In the 6-month toxicity study in rats (species not pharmacologically sensitive to danicopan), hypertrophy in liver, thyroid and adrenal gland was observed at doses of 1000 mg/kg/day (~26-fold above human exposure at 200 mg three times a day based on AUC).
In the 9-month toxicity study in dogs, dose of 150 mg/kg/day was not tolerated. Target organ effects were observed in the liver consistent with hepatobiliary cholestasis and included bile duct hypertrophy/hyperplasia and pigment accumulation in Kupffer cell and hepatocyte, consistent with bile pigment. Increases in AST, ALT, ALP, GGT, and TBIL correlated with histological findings in the liver. Hypertrophy/hyperplasia of the bile duct was observed in males at doses greater than or equal to 75 mg/kg/day (~5-fold above human exposure at 200 mg three times a day based on AUC). However, the findings at the dose of 75 mg/kg/day were less in severity and magnitude and did not have correlative clinical pathology findings.
Danicopan was not genotoxic in the Ames bacterial reverse mutation assay, in vitro micronucleus assay in human peripheral blood lymphocytes or in the in vivo micronucleus assay in rats.

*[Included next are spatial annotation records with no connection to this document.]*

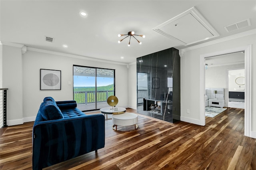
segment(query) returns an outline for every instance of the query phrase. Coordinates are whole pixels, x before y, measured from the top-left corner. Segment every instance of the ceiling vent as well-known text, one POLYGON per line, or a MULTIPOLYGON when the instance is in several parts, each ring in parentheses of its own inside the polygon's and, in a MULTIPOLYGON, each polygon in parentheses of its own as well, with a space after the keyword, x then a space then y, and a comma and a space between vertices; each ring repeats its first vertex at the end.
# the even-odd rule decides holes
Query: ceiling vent
POLYGON ((248 19, 243 21, 240 21, 229 26, 225 26, 224 28, 227 32, 231 32, 241 28, 247 27, 251 25, 250 20, 248 19))
POLYGON ((50 37, 47 36, 45 36, 45 41, 48 42, 53 42, 54 41, 54 38, 52 38, 51 37, 50 37))

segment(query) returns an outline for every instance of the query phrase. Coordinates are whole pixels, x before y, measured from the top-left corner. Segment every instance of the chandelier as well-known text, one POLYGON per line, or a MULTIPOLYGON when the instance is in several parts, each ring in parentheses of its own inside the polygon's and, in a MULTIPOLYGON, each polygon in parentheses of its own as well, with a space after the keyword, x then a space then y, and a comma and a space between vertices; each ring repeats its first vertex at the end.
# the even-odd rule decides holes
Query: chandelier
POLYGON ((130 31, 130 32, 128 32, 128 33, 127 33, 127 34, 118 34, 118 37, 120 37, 121 36, 126 36, 126 37, 125 37, 124 38, 123 38, 122 39, 121 39, 119 41, 118 41, 118 43, 120 43, 121 42, 123 41, 123 40, 124 39, 125 39, 125 38, 127 38, 127 37, 129 37, 130 36, 130 40, 129 40, 129 43, 128 43, 128 46, 130 46, 130 42, 131 41, 131 37, 132 37, 132 36, 133 36, 134 38, 135 39, 136 39, 136 40, 138 41, 138 42, 140 44, 141 44, 141 42, 140 42, 140 41, 138 40, 137 39, 137 38, 135 38, 135 37, 134 36, 139 36, 142 37, 143 38, 145 38, 145 37, 146 37, 144 35, 136 35, 136 34, 134 34, 134 31, 130 31))

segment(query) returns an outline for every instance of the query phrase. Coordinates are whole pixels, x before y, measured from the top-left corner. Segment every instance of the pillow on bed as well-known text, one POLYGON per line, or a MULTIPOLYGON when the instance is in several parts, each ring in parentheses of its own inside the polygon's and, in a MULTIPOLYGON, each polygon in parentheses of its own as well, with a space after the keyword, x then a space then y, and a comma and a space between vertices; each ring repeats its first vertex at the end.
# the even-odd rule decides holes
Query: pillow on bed
POLYGON ((55 102, 50 100, 42 103, 40 110, 42 117, 46 121, 64 118, 60 108, 55 102))
POLYGON ((208 96, 207 95, 204 96, 204 99, 205 99, 206 101, 208 100, 208 96))

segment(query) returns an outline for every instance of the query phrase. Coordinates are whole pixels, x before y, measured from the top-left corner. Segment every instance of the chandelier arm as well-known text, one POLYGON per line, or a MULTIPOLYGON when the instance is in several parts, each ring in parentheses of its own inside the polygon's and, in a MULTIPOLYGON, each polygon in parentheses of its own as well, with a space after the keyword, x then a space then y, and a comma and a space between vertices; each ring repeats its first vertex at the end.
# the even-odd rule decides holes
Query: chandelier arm
POLYGON ((136 39, 136 40, 137 40, 137 41, 139 43, 140 43, 140 41, 138 40, 137 40, 137 38, 135 38, 135 37, 134 37, 134 36, 132 36, 135 39, 136 39))
POLYGON ((130 45, 130 42, 131 41, 131 36, 130 36, 130 40, 129 40, 129 43, 128 44, 128 45, 130 45))
POLYGON ((120 42, 121 42, 121 41, 123 41, 124 40, 124 39, 127 38, 129 36, 130 36, 128 35, 128 36, 126 36, 126 37, 125 37, 124 38, 123 38, 122 39, 120 40, 119 41, 120 41, 120 42))
MULTIPOLYGON (((122 36, 127 36, 128 34, 120 34, 120 36, 122 37, 122 36)), ((128 35, 128 36, 129 36, 129 35, 128 35)))

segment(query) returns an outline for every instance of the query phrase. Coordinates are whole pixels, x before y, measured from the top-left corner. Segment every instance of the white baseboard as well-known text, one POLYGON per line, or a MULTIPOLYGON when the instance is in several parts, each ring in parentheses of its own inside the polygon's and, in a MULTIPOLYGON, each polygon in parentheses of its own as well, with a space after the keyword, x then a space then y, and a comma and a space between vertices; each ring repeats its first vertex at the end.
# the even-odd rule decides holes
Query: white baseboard
POLYGON ((31 117, 27 117, 23 118, 23 123, 34 122, 36 120, 35 116, 32 116, 31 117))
POLYGON ((251 132, 251 138, 255 138, 256 139, 256 131, 252 131, 251 132))
POLYGON ((201 125, 200 124, 200 120, 198 119, 180 116, 180 120, 184 122, 193 123, 193 124, 198 125, 201 125))
POLYGON ((20 119, 11 120, 10 121, 7 121, 6 122, 6 124, 8 126, 22 125, 23 124, 23 119, 20 119))
POLYGON ((129 108, 132 109, 133 109, 137 110, 137 106, 134 106, 130 105, 130 106, 128 106, 128 107, 129 108))
POLYGON ((6 124, 7 126, 14 126, 18 125, 22 125, 26 122, 33 122, 36 120, 36 117, 24 117, 20 119, 11 120, 7 121, 6 124))

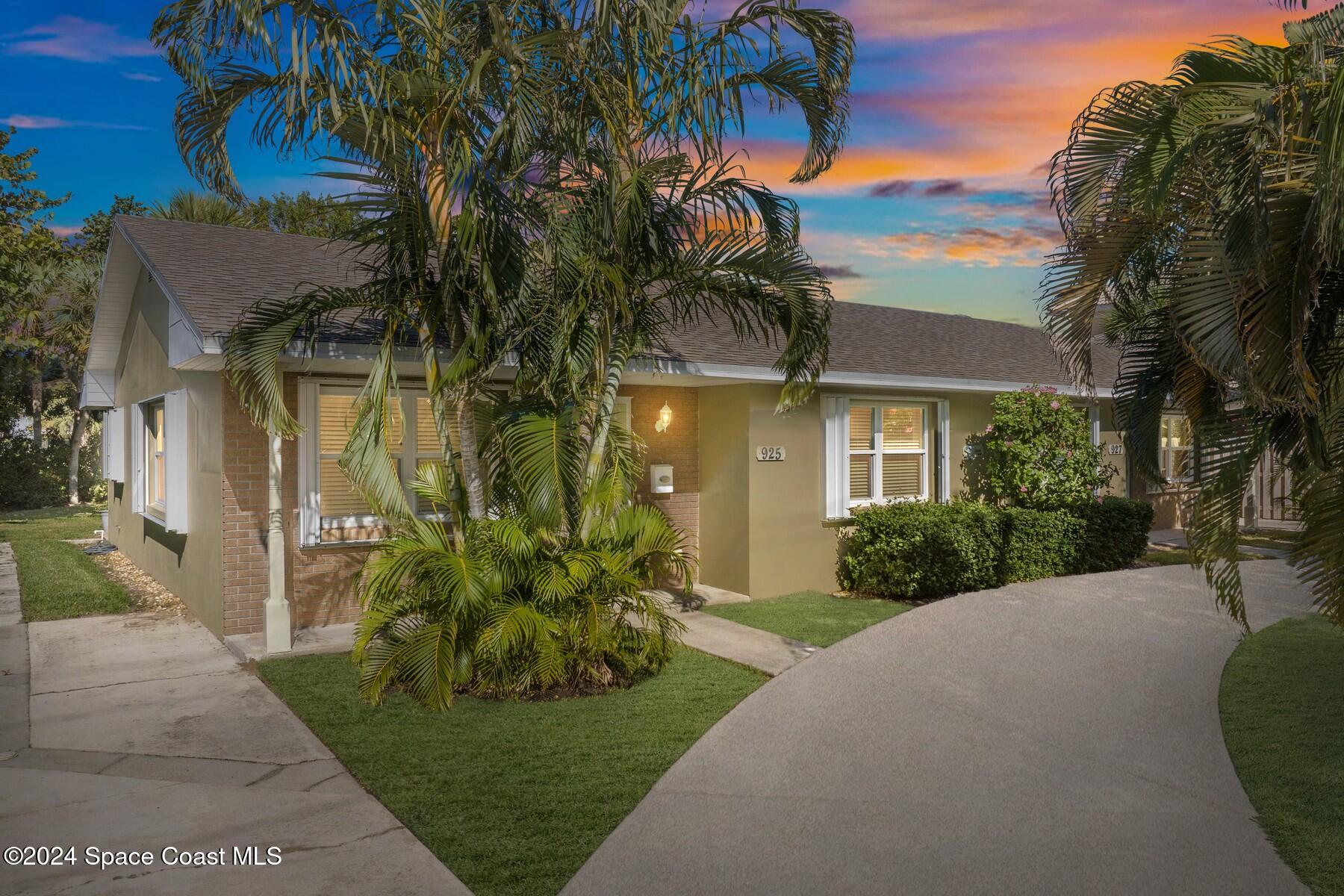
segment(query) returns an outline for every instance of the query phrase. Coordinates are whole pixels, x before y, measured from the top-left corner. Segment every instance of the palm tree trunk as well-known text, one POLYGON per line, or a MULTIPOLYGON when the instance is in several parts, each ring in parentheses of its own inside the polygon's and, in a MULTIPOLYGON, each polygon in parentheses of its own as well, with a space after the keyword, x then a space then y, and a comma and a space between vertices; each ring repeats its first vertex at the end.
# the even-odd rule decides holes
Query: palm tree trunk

Danicopan was not carcinogenic in the 6-month carcinogenicity study in TgRasH2 mice and in the 2-year rat carcinogenicity study. However, in the rat study a higher incidence of endometrial epithelium neoplasmas at the highest dose of 500 mg/kg/day compared to control animals was observed although the rat strain can have a high background incidence of endometrial carcinomas. The clinical relevance of this finding is unknown.
In the fertility and early embryonic development study in rabbits, reduced male and female reproductive performance was observed at 500 mg/kg/day, a dose associated at poor tolerability. The NOAEL for male and female reproductive toxicity was considered to be 250 mg/kg/day (7.2- and 8.8-fold above the human exposure).
In the pre- and post-natal development study in rabbits, in the F1 males, a decrease (19, 20 and 18%) in cauda epididymal sperm concentration relative to controls was observed in all dose groups (50, 125 and 250 mg/kg/day, respectively), being statistically significant only in the low and mid dose groups. This did not impact the reproductive capability of the F1 generation.
There were no effects on early embryonic development and foetal development in rabbits up to mean maternal systemic exposure ~20-fold above human exposure or during post-natal development. In the rats, there were no effects on embryo-foetal development up to maternal exposure ~30-fold above the human exposure at 200 mg three times a day.
Danicopan was excreted into the milk of lactating rabbits following oral administration from lactation Day 4 to 10, with milk concentrations approximately 5 and 3.5 times higher compared to maternal plasma concentrations at 50 and 250 mg/kg/day, respectively.